Having the crews out working in the woods during such dry condition might seem risky. However, these people are often the first ones to the fires, because they are already in the woods. They are our first responders when nearby forest fires break out.

Sailor and Bliss say, Sleeping in the pickup isn’t dusty or hot when the AC is running.
The day I visited this operation it was 105 F, dusty and hot.
Forestry Friday … First Trip to the Woods
Bliss is a forester’s dog and this was her first day at work.

It’s her job to go to the woods. There’s no time like the present to start training her.
On her first day she got to play in numerous rivers and visit the redwoods. Not bad for a day one. I documented her day in the gallery below.
Forestry Friday … From The Woods
Today I’m coming to you from the Trinitys. I happen to have a cell signal so I’m making this post with my iPhone. Many of you may know that we are in a severe drought here in California. You can see by the dust coming off this logging operation how dry things are. Our logging crews are suffering with the dry conditions and the dust. Full fire precautions are in effect. Fire season has been pretty brutal this summer. We’re crossing fingers and hoping for the best for the rest of the logging season.

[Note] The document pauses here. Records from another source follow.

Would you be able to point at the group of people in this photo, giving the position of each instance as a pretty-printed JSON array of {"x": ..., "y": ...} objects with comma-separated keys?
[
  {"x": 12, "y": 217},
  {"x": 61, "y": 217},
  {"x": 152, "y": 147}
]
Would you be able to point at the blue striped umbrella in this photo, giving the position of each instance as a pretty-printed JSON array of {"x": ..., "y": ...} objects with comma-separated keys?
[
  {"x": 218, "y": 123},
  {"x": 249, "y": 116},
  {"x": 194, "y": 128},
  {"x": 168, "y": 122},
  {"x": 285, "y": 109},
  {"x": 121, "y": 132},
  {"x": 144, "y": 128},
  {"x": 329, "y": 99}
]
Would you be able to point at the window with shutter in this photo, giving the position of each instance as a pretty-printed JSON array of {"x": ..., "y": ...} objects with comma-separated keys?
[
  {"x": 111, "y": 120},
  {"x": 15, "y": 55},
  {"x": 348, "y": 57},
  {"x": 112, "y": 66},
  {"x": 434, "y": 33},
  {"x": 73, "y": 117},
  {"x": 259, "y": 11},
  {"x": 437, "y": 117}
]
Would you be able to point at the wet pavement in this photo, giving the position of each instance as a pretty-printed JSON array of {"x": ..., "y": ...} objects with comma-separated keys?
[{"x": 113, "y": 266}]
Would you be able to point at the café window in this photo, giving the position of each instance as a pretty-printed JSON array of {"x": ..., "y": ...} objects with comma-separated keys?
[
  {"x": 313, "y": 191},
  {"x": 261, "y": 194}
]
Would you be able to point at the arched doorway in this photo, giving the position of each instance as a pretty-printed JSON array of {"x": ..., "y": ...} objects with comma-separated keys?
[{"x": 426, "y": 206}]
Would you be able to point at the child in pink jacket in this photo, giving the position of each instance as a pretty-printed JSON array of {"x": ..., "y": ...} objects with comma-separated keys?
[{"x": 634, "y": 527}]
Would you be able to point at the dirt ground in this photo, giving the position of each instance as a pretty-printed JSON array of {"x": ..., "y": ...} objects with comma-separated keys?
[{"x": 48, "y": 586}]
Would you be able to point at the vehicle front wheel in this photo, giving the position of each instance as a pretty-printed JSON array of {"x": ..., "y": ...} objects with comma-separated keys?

Dust is flying, hazy smoke is in the air and Trinity Lake, in the background behind the lower left trees, is down to about 30% capacity. It’s dry dry dry out there.
Forestry Friday … Big Stumps Talkin’

A managed redwood forest.
Last week, I was in the redwood country of our coastal mountains. However, I wasn’t down in the parks with the gigantic and ancient trees. As you might imagine, I was in young, working redwood forests.

Wild Foxglove
It’s beautiful country and full of surprises. One of the surprises you’ll find in these forests are the old stumps of the ancient forest giants that were logged over a hundred years ago.

A giant redwood stump.
These old stumps tell a story of the past. The stump pictured above looks like it has two eyes. The “eye” on the left is a spring-board hole. Way back when, the timber fallers would cut a notch in the tree up above the butt swell. They then wedged a board into the notch. They stood on the board, called a spring-board, to cut the tree down. Two man teams with double bit axes and cross-cut saws fell these trees. The spring boards elevated the fallers up the tree where it wasn’t as thick, making it easier to cut. That’s why these stumps are so tall.
Many of these stumps are charred on the outside. The fires that caused this may have been intentional. It was a common practice of the time, to burn the logging site after the trees were felled. They did this to eliminate slash. After the big trees were cut the slash was so deep it was difficult for a man to get through it. The fire solved this problem and left burned stumps behind.

This redwood stump is fifteen feet across.

A spring board hole cut into the stump.

Looking west from the Coast Range toward Humboldt Bay and the Pacific.
I did a watercolor of a logger bucking a log with a cross-cut saw, which is showing in my post Misery Whip – The Final. Timber fallers on spring-board would be a good subject for an illustration. I might have to work on that. Happy Friday.